Glassdoor Reviews Harvester

Harvests employer reviews from Glassdoor using a 3-query SerpAPI strategy.

API Endpoint

GET /api/glassdoor/{company_name}?country=de

Parameters

ParameterTypeDefaultDescription
company_namestringrequiredCompany name
countrystring"de"Country code (de, us, uk, at, ch, fr)

Response

{
"status": "success",
"data": {
"company_name": "SAP",
"country": "de",
"source": "glassdoor",
"total_count": 20,
"positive_count": 14,
"negative_count": 2,
"sentiment_ratio": 0.7,
"reviews": [
{
"id": "https://glassdoor.de/...",
"title": "Great place to work",
"text": "Pros: Great culture Cons: Slow career growth",
"rating": 4.2,
"positive_text": "Great culture",
"negative_text": "Slow career growth",
"employee_status": "Current",
"date": "2026-01-15"
}
]
},
"remaining_quota": 197
}

How It Works (v1 — SerpAPI Strategy)

Uses 3 targeted SerpAPI Google Search queries per company (costs 3 credits):

  1. Query 1site:glassdoor.{domain} "{company}" "Pros" "Cons" reviews → structured Pros/Cons
  2. Query 2site:glassdoor.{domain} "{company}" rating stars employee → ratings + Knowledge Panel
  3. Query 3site:glassdoor.{domain} "{company}" "recommend" OR "CEO" review → recommendations

Each query extracts: rating, positive_text (Pros), negative_text (Cons), employee_status (Current/Former). Maximum results per company: 50 (configurable).

Supported Domains

CountryDomain
Germanyglassdoor.de
USAglassdoor.com
UKglassdoor.co.uk
Austriaglassdoor.at
Switzerlandglassdoor.ch
Franceglassdoor.fr

Cost

  • 3 SerpAPI credits per company (3-query strategy)
  • Monthly limit: 200 requests → ~66 companies/month

Storage

Reviews fetched by the scraping job are saved to the reviews table (source='glassdoor', trust_weight=0.20). Each review gets a deterministic review_id (SHA-256 hash) to prevent duplicates on re-scrape.

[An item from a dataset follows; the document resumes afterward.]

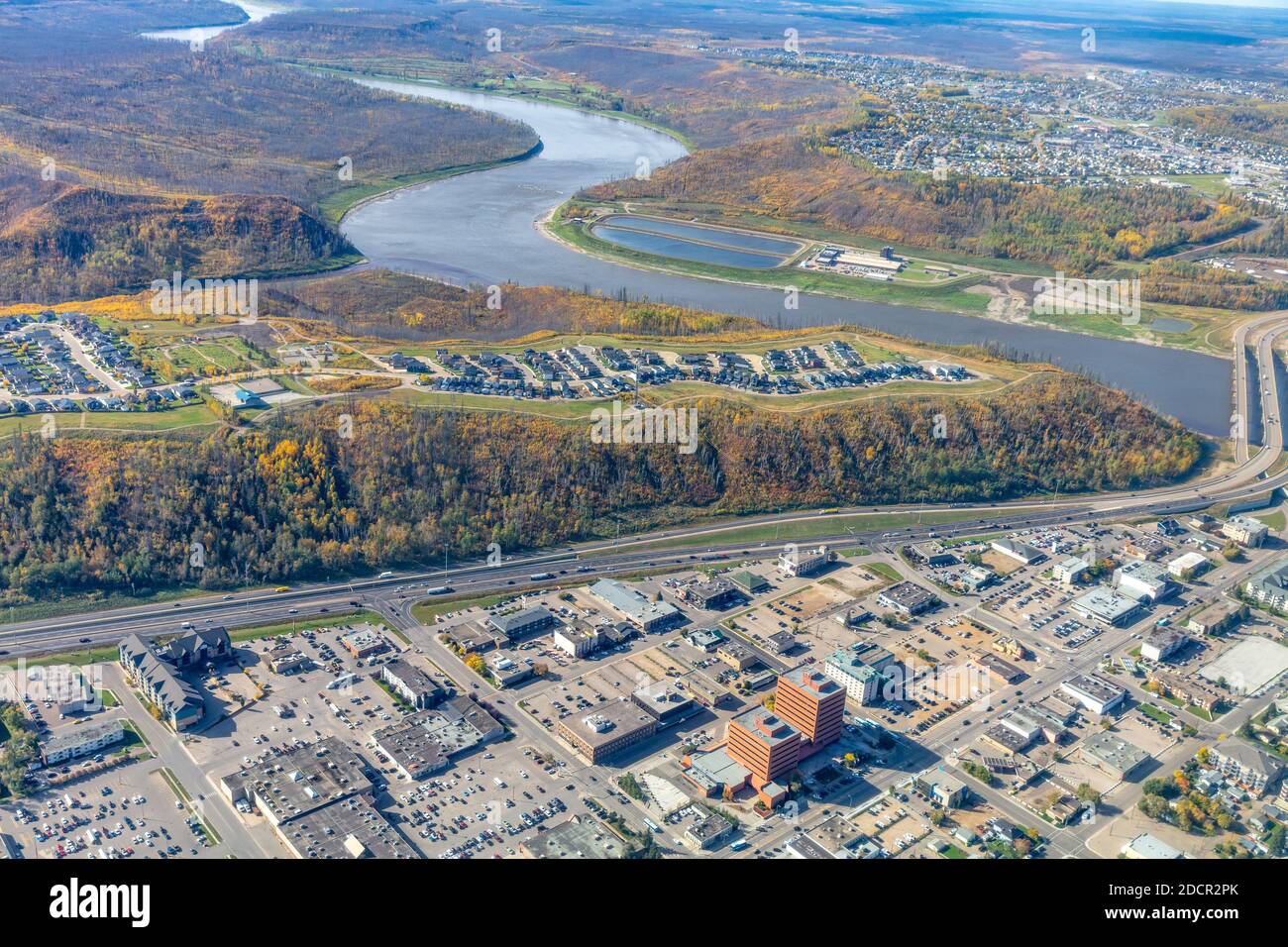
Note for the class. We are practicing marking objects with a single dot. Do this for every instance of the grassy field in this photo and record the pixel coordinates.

Review ID Stability Contract (Updated 2026-03-03)

When Glassdoor source IDs are absent, a deterministic fallback ID is used:

review_id = f"glassdoor-{hashlib.sha256(f'{company_slug}-{text}'.encode()).hexdigest()[:16]}"

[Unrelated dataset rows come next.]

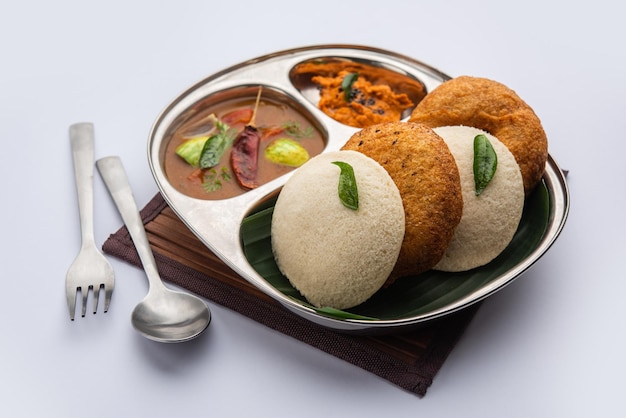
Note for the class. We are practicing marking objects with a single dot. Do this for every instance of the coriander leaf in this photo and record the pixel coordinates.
(346, 85)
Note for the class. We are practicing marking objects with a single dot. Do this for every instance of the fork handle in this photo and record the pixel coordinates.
(82, 144)
(114, 175)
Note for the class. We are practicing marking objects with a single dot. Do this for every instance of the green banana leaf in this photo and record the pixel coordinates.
(408, 296)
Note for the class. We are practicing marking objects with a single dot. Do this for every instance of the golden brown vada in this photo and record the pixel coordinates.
(426, 174)
(491, 106)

This replaces non-deterministic Python hash() behavior and ensures stable, cross-run duplicate detection with company-level namespacing.

After the first scrape:

  • Glassdoor reviews appear in the UI alongside Kununu/Google
  • Trust Score reads from DB (no SerpAPI quota on every request)
  • Re-scraping adds only new snippets (ON CONFLICT DO NOTHING)

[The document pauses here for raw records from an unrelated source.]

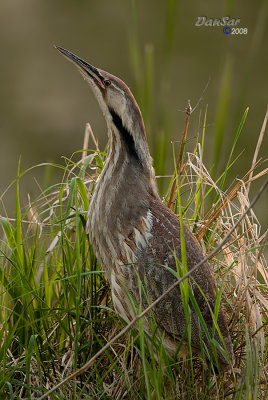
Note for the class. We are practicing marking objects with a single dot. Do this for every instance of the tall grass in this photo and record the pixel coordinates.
(56, 310)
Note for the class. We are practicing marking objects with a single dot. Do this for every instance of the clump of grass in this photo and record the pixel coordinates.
(56, 311)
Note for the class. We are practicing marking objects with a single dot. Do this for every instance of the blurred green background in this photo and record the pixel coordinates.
(155, 47)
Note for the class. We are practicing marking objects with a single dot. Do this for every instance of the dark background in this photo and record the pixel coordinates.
(45, 104)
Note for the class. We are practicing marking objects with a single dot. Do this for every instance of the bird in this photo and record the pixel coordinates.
(136, 238)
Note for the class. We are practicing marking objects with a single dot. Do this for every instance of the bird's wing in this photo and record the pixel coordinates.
(152, 263)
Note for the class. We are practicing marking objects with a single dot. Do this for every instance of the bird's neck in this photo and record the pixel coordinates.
(125, 187)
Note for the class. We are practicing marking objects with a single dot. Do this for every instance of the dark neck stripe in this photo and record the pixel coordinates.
(126, 136)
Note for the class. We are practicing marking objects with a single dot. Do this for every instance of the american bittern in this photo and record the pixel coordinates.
(134, 235)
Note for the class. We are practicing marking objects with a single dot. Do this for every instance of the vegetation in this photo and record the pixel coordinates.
(56, 311)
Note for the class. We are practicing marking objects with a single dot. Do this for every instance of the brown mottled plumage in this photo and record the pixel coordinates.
(133, 234)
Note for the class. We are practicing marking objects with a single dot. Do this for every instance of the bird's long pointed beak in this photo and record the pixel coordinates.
(86, 69)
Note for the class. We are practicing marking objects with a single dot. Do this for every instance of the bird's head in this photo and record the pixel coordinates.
(119, 108)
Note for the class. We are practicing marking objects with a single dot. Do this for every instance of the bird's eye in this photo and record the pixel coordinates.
(107, 82)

🔮 Roadmap: Glassdoor v2 (Selenium-based)

Planned for Sprint 9-10 — Requires Glassdoor account + session cookies

The current SerpAPI approach extracts snippets only. Future glassdoor_spider.py (already implemented, not yet deployed) uses Selenium + cookies to scrape:

  • Full review text (not snippets)
  • Sub-ratings: Work-Life Balance, Culture, Management, Career Growth
  • CEO Approval % (exact number)
  • "Would Recommend to Friend" % (exact number)
  • Unlimited pagination (all pages)

Prerequisites: Glassdoor session cookies in .credentials/glassdoor_cookies.json (requires periodic manual refresh — cookies expire ~30 days).